オーロラの彼方へ

 なんだかタイムスリップもので面白いのはないか、ということで調べてこれはよさそうだと思って観たのがこれ。『オーロラの下で』というよく似たタイトルの映画があるせいで、南極でも舞台にした物語~という印象を受けるタイトルだが、これがなかなかに面白い。正確にはタイムスリップはしないのだけれど、過去は変える。

 過去を変えることで次々に事件が起こる、という点では『バタフライ・エフェクト』にも似ているのだが、あっちがショッキングな展開の連続だったのに対し、こちらは絶妙と言っていい緩急のつけ具合。全体的な流れにどこか切なさを感じさせつつ、次の展開がなかなか読めないこの面白さ。いったいどこに落ち着くのかハラハラさせられる。レンタル屋さんでDVDジャケットを手にとった時の地味~な印象とはかなり異なり、内容はなかなかのエンターテイメント。思わぬ拾い物とはこういうものなのかな。
 
 ストーリーの発端はオーロラの発生しているある日、古い無線機をいじっていたら誰かと通じる。話をしているうちにその相手が子供の頃に殉職した消防士の父親であることに気づく。つまり無線機を通じて過去と交信できるという話。で、父親にアドバイスすることで殉職から救うという話なのだが、それはほんのはじまりでどんどん話が展開していく。伏線の張りめぐらし方も本当によく出来ていて、もう一度観たらきっとより楽しめるんだろうな、というくらい。交信している2人が時間を隔てて同じ家にいるということで、それはありなのかーっ!!!という小技もみせてくれる。
 展開の面白さだけでなく、最初に交信がなされるときの鳥肌がたつような見せ方の巧さ、親子という設定ならではのやりとりなどしっとりさせるところもきっちりみせる。
 「いい話」っぽくはじまったけどどんどんジャンルすら変わってないか?という展開の合い間にドラマもはさみ、さてこれはハッピーエンドになるのか、それともやはり過去を変えるべきでないという結論なのか、はたまた『バタフライ・エフェクト』のような切なさで終わるのか、着地点が読めない。ハリウッド映画、やっぱり巧い!

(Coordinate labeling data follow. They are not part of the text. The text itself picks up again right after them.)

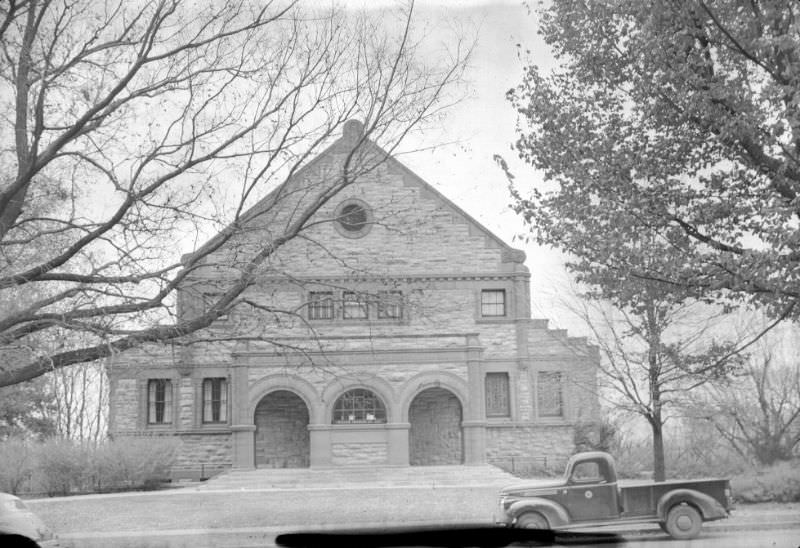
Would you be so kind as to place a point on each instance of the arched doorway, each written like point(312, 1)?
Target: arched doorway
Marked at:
point(282, 438)
point(435, 437)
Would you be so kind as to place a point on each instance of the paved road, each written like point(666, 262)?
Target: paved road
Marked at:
point(248, 519)
point(751, 539)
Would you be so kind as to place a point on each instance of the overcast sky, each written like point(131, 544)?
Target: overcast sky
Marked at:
point(484, 125)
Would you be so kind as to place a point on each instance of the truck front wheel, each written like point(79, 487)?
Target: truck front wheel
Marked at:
point(532, 520)
point(683, 522)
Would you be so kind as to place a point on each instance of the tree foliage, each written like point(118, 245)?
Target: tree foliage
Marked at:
point(758, 410)
point(674, 120)
point(133, 130)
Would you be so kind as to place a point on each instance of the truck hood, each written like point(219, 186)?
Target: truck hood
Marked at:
point(532, 486)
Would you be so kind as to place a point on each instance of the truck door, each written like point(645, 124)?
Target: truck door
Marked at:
point(589, 495)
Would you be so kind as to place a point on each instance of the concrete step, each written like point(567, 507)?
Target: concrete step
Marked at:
point(377, 476)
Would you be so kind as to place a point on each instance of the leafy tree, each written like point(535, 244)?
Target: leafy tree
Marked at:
point(676, 120)
point(133, 130)
point(758, 410)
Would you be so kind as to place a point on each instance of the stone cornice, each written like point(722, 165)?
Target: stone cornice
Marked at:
point(375, 278)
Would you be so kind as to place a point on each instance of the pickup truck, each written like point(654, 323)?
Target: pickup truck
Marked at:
point(589, 496)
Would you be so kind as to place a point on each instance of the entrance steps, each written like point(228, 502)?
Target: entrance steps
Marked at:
point(483, 475)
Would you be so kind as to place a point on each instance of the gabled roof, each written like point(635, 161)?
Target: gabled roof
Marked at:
point(353, 137)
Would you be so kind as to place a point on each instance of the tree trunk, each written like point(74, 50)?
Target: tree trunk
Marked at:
point(659, 468)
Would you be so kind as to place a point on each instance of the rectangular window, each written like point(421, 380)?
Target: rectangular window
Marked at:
point(159, 401)
point(215, 400)
point(320, 305)
point(551, 402)
point(498, 402)
point(390, 305)
point(354, 306)
point(493, 302)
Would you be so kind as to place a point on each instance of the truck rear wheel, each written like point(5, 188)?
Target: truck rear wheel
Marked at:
point(532, 520)
point(683, 522)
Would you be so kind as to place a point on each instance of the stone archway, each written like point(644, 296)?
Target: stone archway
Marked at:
point(435, 437)
point(282, 438)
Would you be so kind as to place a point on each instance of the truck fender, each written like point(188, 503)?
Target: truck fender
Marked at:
point(556, 514)
point(708, 506)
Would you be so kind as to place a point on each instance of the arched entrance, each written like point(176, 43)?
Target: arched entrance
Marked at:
point(435, 437)
point(282, 438)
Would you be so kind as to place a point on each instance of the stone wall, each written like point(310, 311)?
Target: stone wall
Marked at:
point(203, 455)
point(421, 245)
point(359, 453)
point(531, 447)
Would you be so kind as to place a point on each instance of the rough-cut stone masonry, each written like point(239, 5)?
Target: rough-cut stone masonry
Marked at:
point(359, 453)
point(428, 366)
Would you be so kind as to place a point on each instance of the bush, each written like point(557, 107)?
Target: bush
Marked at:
point(133, 463)
point(777, 483)
point(62, 466)
point(16, 456)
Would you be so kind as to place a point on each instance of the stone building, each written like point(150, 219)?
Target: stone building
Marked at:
point(396, 331)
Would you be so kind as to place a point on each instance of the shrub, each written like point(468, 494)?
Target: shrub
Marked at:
point(132, 463)
point(777, 483)
point(62, 466)
point(16, 456)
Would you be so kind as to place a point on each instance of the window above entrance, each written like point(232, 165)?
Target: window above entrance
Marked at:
point(359, 406)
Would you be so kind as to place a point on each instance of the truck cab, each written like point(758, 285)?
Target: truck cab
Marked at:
point(589, 495)
point(590, 491)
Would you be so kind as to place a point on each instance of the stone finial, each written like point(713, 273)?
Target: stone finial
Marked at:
point(353, 131)
point(513, 256)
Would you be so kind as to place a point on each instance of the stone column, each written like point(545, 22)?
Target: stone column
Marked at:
point(398, 443)
point(242, 425)
point(474, 423)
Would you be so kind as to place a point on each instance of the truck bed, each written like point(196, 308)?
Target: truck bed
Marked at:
point(639, 497)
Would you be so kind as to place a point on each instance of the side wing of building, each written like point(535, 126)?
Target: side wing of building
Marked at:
point(395, 330)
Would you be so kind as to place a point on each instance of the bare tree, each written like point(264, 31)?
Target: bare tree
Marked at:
point(758, 410)
point(653, 355)
point(133, 130)
point(80, 394)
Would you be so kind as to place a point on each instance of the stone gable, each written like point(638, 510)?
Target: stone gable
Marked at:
point(393, 299)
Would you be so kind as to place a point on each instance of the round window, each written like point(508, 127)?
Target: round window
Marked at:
point(353, 218)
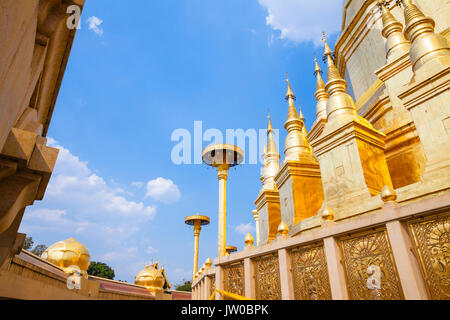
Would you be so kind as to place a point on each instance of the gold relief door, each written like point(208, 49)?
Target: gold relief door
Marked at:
point(234, 278)
point(431, 238)
point(310, 273)
point(267, 278)
point(370, 267)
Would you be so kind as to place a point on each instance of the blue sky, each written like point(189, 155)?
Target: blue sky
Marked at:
point(149, 68)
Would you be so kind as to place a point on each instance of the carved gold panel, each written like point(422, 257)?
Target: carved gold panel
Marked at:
point(370, 267)
point(234, 278)
point(267, 278)
point(213, 285)
point(431, 237)
point(310, 273)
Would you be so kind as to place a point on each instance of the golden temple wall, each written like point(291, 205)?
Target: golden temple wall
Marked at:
point(28, 277)
point(360, 48)
point(35, 46)
point(399, 252)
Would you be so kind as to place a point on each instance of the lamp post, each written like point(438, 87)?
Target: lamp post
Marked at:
point(197, 221)
point(223, 157)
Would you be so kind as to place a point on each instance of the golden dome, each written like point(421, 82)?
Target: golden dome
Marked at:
point(151, 278)
point(283, 229)
point(249, 240)
point(388, 194)
point(70, 255)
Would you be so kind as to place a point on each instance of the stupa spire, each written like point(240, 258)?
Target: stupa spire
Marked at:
point(296, 141)
point(339, 103)
point(332, 72)
point(427, 45)
point(292, 111)
point(396, 44)
point(271, 160)
point(271, 146)
point(321, 95)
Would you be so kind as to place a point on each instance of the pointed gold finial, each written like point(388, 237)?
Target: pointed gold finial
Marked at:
point(397, 45)
point(388, 194)
point(300, 114)
point(340, 104)
point(292, 111)
point(328, 56)
point(296, 142)
point(269, 127)
point(249, 240)
point(317, 69)
point(321, 95)
point(427, 45)
point(283, 229)
point(328, 51)
point(290, 93)
point(271, 160)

 役者は息子のアドバイスを受けて奮闘しまくる父親を演じたデニス・クエイドが最高!中堅どころのスターだが私の今まで観た映画にはほとんど出てないみたい・・・。でもこの映画をきっかけに『ドラゴン・ハート』とか『アラモ』とか観てみましたよ。ついつい他にどんなのに出てたのかな、と気になるくらいよい!ちょっとウィル・フェレルにも似てるな~とか思って観てたけどね、笑。
 
 こんな風にまだまだ私が知らないだけで傑作はたくさんあるんだろうな~と思わされた一本でした。